La noche del 14 de enero de 1977, a las 23:20 exactamente, en Montevideo, alguien había dejado una beba dentro de un canasto en la puerta de la casa del matrimonio Tauriño. No era un moisés, era un canasto. Había también una carta que decía: “La nena nació el 1 de noviembre. Soy la madre y no la puedo cuidar”. Los Tauriño no tenían hijos. Tampoco pensaban en una adopción, pero para la señora Tauriño encontrar una beba en un canasto en la puerta de su casa significó un desamparo que no iba a desatender y decidieron que se quedarían con ella. Al día siguiente, el matrimonio salió a comprar todo lo que la beba necesitaría. Ropa, pañales, mamaderas, leche, chupete. Así que todos los vecinos se enteraron de la noticia, en la farmacia, en la tienda, todo el barrio supo de la llegada de la beba, a quien decidieron llamar María Macarena porque la señora de Tauriño era muy creyente y en la parroquia de su barrio estaba la imagen de la virgen de la Macarena.
Y aunque todo el barrio lo supo, con el tiempo, todos se fueron silenciado y la historia de la llegada de la beba a la casa se mantuvo oculta. Hasta esa tarde en que la verdad explotó entre Macarena y su madre.

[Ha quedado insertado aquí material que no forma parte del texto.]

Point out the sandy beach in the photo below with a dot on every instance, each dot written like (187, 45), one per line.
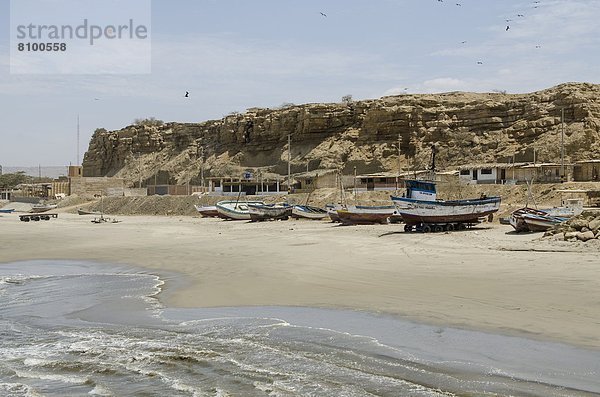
(484, 279)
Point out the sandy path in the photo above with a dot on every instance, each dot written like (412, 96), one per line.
(482, 279)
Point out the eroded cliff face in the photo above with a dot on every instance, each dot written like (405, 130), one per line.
(465, 128)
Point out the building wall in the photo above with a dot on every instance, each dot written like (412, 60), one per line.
(480, 177)
(97, 185)
(587, 172)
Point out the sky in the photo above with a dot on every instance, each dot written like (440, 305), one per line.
(231, 55)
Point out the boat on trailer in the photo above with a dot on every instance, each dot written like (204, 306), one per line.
(207, 211)
(430, 214)
(264, 212)
(308, 212)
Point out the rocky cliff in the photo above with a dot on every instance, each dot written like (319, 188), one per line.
(464, 127)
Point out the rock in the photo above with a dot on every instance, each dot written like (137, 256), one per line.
(571, 235)
(578, 223)
(585, 236)
(470, 127)
(594, 225)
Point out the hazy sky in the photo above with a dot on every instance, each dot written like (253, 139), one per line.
(235, 54)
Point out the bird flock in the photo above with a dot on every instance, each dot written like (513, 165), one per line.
(535, 4)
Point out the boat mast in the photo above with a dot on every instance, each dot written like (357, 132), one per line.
(77, 162)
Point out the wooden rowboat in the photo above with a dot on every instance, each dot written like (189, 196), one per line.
(308, 212)
(263, 212)
(207, 211)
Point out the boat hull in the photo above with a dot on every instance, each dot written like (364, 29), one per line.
(532, 220)
(307, 212)
(237, 211)
(416, 212)
(42, 208)
(267, 212)
(84, 212)
(207, 211)
(365, 215)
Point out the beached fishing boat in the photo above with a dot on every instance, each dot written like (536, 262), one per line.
(207, 211)
(308, 212)
(437, 215)
(263, 212)
(235, 210)
(533, 220)
(332, 211)
(81, 211)
(365, 215)
(36, 209)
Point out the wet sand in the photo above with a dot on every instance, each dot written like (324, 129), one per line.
(484, 279)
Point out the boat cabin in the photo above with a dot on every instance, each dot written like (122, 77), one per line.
(420, 190)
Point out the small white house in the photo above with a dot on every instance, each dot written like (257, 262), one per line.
(498, 173)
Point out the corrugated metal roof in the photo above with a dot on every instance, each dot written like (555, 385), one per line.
(490, 165)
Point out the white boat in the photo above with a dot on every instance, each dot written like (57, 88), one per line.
(437, 215)
(235, 210)
(365, 215)
(308, 212)
(263, 212)
(36, 209)
(207, 211)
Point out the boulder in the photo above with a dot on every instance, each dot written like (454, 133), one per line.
(571, 235)
(585, 236)
(594, 225)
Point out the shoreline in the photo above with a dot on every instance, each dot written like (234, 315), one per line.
(484, 279)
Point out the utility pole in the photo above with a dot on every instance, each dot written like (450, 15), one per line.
(562, 145)
(355, 183)
(399, 163)
(289, 163)
(202, 167)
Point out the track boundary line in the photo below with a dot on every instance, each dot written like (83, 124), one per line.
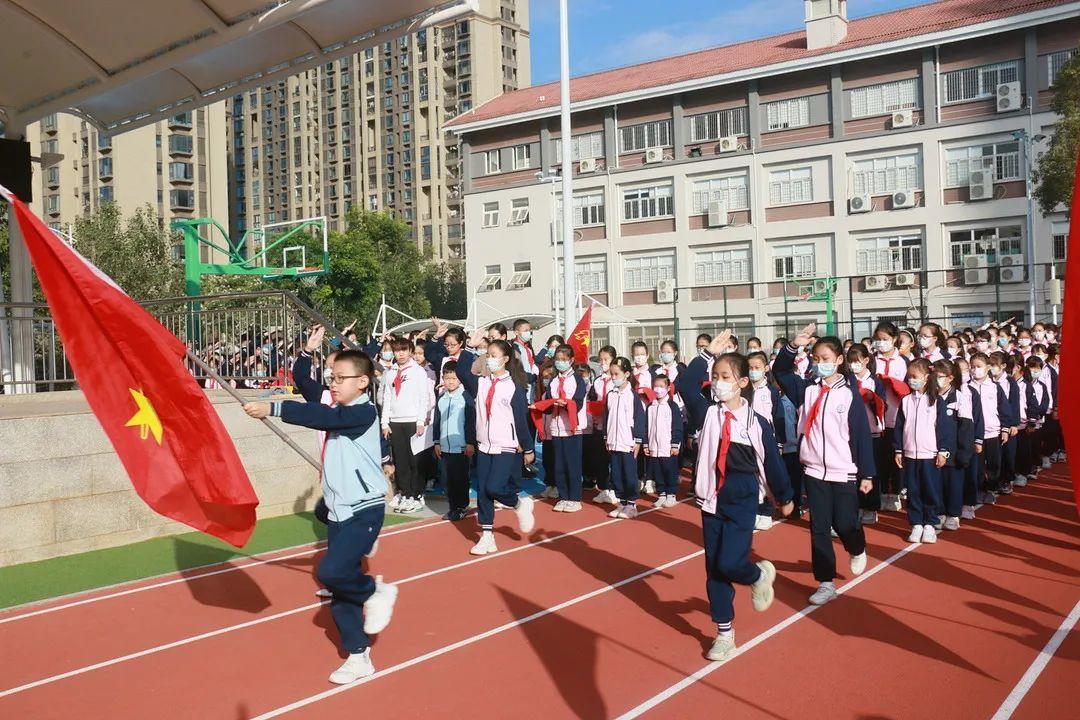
(293, 611)
(1038, 665)
(475, 638)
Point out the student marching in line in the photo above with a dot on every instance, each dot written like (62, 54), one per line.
(926, 440)
(354, 481)
(837, 452)
(502, 440)
(664, 430)
(455, 433)
(624, 431)
(738, 454)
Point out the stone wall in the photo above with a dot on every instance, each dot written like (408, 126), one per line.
(63, 489)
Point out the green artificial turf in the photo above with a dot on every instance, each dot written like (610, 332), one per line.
(73, 573)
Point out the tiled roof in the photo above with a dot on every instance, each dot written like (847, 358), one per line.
(898, 25)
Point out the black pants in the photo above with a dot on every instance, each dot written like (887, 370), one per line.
(833, 505)
(407, 475)
(454, 473)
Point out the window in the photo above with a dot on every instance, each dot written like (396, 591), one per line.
(732, 191)
(522, 157)
(583, 147)
(715, 125)
(791, 186)
(491, 280)
(796, 260)
(721, 267)
(889, 255)
(878, 176)
(657, 134)
(1002, 157)
(490, 215)
(645, 203)
(991, 242)
(518, 212)
(642, 272)
(979, 82)
(885, 97)
(522, 276)
(787, 113)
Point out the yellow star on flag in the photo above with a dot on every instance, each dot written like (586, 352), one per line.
(146, 418)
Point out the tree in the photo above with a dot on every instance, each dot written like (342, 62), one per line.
(1055, 170)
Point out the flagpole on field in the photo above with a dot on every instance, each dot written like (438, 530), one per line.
(224, 384)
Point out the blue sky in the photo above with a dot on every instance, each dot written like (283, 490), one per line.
(607, 34)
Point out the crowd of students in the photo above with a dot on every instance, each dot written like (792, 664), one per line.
(907, 420)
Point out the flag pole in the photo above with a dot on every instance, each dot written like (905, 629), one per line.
(240, 398)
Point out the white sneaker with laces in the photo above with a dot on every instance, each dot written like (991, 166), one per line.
(379, 608)
(356, 666)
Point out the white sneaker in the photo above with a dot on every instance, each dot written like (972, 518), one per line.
(379, 607)
(359, 665)
(485, 545)
(524, 511)
(761, 593)
(724, 647)
(824, 593)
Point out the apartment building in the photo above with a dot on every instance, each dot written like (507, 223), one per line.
(368, 128)
(175, 166)
(876, 167)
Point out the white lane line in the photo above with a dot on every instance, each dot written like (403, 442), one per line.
(1014, 698)
(285, 613)
(689, 680)
(475, 638)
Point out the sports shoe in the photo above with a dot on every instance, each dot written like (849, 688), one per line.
(358, 665)
(485, 545)
(379, 607)
(761, 593)
(724, 647)
(524, 511)
(824, 593)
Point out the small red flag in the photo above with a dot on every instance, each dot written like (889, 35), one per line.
(175, 449)
(1068, 383)
(582, 337)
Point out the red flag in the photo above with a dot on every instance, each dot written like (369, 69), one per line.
(1068, 383)
(582, 337)
(175, 449)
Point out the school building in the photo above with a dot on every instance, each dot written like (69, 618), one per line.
(876, 167)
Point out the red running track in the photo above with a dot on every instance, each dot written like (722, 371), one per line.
(589, 617)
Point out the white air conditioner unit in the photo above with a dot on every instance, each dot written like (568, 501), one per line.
(717, 214)
(876, 283)
(905, 280)
(1009, 97)
(729, 144)
(903, 118)
(860, 204)
(903, 199)
(665, 290)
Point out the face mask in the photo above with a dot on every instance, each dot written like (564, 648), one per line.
(825, 369)
(724, 391)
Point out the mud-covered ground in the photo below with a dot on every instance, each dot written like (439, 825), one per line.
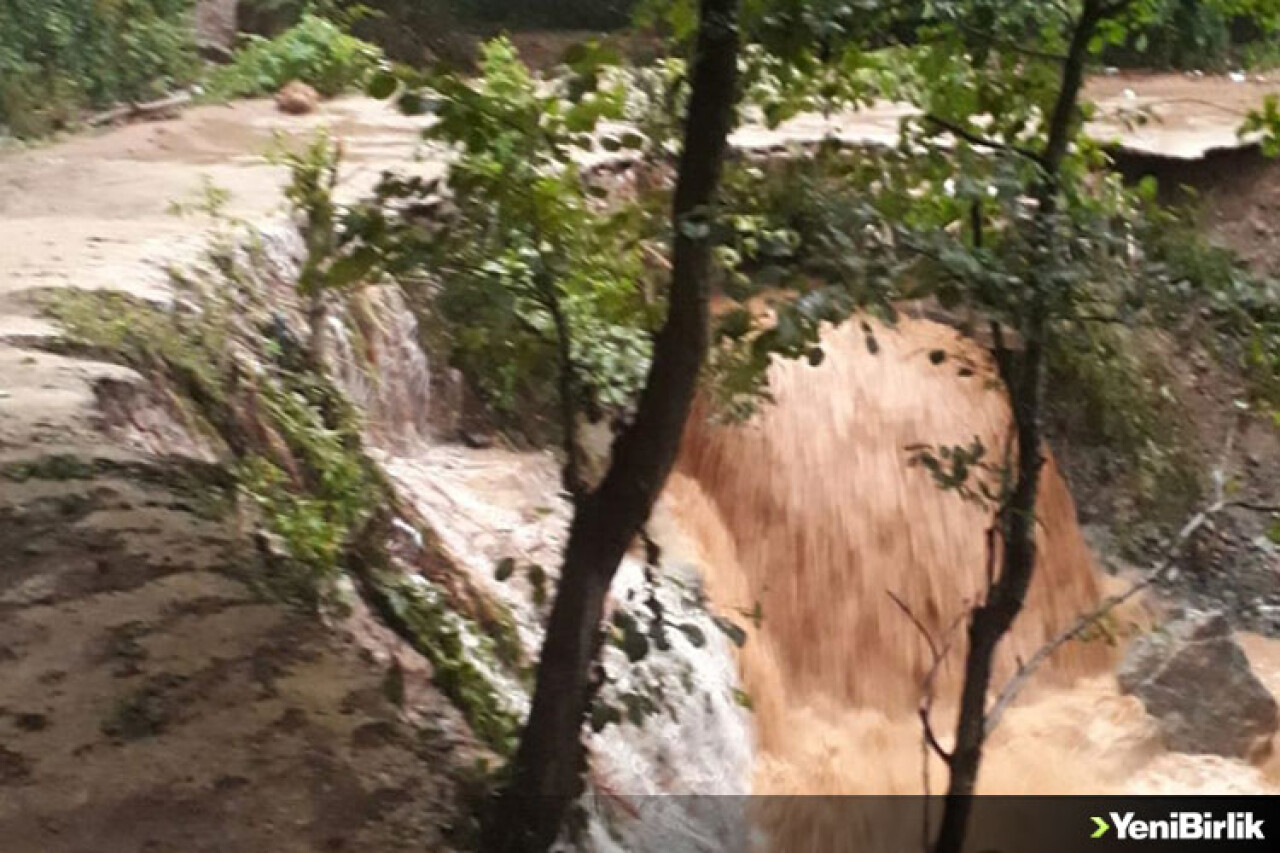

No es que ya de más grande a la niña no le gustara el nombre Macarena. Le gustaba, sí, pero es que ese nombre la hacía sufrir, y no era solo porque ninguna otra nena se llamaba como ella. Lo que la hacía sufrir, sobre todo, era que algunos de sus amiguitos ni siquiera pudieron pronunciarlo. Otros se lo olvidaban y a la hora de llamarla le decían Karina, Magdalena, Carena, cualquier nombre, pero nadie podía decir el suyo y para ella la cuestión del nombre era traumática.
Pero fuera de eso, de que sus amiguitos no la llamaran por su nombre, Macarena tuvo durante la infancia y la adolescencia momentos felices. Salvo, claro, por la pesadilla que se le repetía por las noches.
Ese día en que su madre lloraba mientras le decía lo que le dijo, Macarena no fue a trabajar como tenía previsto. Tampoco fue al día siguiente, y tardó dos semanas en volver, porque la vida que llevaba de estudiante y empleada de un laboratorio de hospital se interrumpió para ella. Y aunque entró en un estado de shock, quiso de todas maneras, inmediatamente, averiguar y saber todo lo que fuera posible. Primero fue a hablar con el obispo, después empezó a buscar en Internet. Quería saber más, hablaba con uno, con otro. En una misma tarde, Macarena supo no solo su propia historia y la de su familia biológica, sino también una parte de la historia de la Argentina, de Uruguay y de las dictaduras que habían gobernado esos países.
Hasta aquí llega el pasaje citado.